Nothing! That volunteer was full of shit! Nothing was a bargain. Up to 30% off and no more. I was told that the % of discount would increase as they clear out the store! WTF!! All that will be left is crap. Sadly disappointed and nothing but!


----------



## Krelf (Jul 3, 2012)

Lola said:


> Nothing! That volunteer was full of shit! Nothing was a bargain. Up to 30% off and no more. I was told that the % of discount would increase as they clear out the store! WTF!! All that will be left is crap. Sadly disappointed and nothing but!



Does it not remind you of the Zellers close out at the Pickering Town Centre a few years back?


----------



## Bubb (Jan 16, 2008)

Krelf said:


> Does it not remind you of the Zellers close out at the Pickering Town Centre a few years back?


Yeah,that's how liquidation works,they are still trying to make money to pay off their debts.
You won't see any big discounts until late in the process.


----------



## Moosehead (Jan 6, 2011)

Lola said:


> Nothing!

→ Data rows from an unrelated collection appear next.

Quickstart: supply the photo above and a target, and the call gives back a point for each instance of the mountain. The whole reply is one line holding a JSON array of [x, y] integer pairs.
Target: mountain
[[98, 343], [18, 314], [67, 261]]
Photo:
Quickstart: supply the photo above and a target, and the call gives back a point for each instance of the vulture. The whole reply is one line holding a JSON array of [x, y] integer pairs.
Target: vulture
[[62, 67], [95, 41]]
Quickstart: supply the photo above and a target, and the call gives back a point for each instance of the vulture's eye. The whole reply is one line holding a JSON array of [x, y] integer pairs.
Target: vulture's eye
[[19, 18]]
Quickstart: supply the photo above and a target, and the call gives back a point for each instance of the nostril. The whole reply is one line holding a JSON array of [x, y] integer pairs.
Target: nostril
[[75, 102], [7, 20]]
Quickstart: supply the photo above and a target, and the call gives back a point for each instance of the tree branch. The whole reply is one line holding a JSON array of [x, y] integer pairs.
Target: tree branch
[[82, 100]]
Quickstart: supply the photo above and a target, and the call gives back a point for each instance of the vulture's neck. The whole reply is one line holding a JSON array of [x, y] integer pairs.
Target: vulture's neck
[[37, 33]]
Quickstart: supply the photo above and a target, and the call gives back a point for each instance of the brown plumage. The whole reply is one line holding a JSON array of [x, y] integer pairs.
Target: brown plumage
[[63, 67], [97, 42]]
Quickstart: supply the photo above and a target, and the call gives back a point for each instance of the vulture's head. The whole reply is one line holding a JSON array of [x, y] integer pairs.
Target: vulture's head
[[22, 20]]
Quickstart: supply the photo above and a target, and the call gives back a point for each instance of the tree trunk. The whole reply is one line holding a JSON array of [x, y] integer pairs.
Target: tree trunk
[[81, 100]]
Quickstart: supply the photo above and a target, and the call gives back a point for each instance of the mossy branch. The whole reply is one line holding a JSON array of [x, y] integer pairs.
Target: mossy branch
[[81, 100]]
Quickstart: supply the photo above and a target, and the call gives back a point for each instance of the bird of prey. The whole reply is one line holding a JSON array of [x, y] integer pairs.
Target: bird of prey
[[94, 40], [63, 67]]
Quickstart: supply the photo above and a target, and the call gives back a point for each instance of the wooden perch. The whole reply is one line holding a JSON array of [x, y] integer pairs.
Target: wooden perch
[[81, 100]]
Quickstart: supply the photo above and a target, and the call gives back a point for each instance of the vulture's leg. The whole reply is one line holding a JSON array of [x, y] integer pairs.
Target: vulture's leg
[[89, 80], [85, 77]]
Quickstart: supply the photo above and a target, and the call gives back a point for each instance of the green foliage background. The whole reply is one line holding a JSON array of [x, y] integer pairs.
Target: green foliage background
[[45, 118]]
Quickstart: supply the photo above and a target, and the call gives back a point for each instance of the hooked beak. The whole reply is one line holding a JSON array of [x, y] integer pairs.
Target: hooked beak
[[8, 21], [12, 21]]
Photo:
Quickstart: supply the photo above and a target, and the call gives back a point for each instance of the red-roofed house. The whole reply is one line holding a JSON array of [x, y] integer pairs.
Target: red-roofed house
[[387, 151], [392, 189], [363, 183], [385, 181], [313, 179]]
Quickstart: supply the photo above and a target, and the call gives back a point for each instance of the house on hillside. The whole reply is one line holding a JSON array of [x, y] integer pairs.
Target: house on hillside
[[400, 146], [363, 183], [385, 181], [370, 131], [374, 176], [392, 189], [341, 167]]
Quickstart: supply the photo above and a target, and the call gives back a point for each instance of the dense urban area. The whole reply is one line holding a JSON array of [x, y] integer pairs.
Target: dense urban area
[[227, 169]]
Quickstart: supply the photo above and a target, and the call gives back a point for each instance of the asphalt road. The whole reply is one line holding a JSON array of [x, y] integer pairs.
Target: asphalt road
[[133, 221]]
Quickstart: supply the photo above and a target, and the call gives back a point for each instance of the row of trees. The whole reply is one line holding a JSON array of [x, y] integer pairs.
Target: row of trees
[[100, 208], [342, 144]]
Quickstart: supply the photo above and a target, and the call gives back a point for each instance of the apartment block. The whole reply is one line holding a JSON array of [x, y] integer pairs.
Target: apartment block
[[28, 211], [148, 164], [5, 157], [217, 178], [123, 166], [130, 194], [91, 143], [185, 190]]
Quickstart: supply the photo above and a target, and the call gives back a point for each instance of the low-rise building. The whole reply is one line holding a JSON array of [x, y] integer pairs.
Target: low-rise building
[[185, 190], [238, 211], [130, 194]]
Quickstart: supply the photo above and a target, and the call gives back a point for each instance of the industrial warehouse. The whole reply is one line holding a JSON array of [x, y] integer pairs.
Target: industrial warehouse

That volunteer was full of shit! Nothing was a bargain. Up to 30% off and no more. I was told that the % of discount would increase as they clear out the store! WTF!! *All that will be left is crap.* Sadly disappointed and nothing but!


And that there was part of their problem, nothing in that store but crap!


----------



## Lola (Nov 16, 2014)

Hey we are neighbors! Could you be a possible jam buddy? I live right at Valleyfarm and #2! Maybe if your not far away something could be possible.

Yes, sadly, it does remind me of Zellers!


----------



## Electraglide (Jan 24, 2010)

Moosehead said:


> And that there was part of their problem, nothing in that store but crap!


Not everything....ie electronics.....but when their "liquidation sale" price is still higher than other stores regular prices, it's no bargain; never was. At least the Zellers here had 'clear the shelves fast' prices.


----------



## Steadfastly (Nov 14, 2008)

Krelf said:


> Does it not remind you of the Zellers close out at the Pickering Town Centre a few years back?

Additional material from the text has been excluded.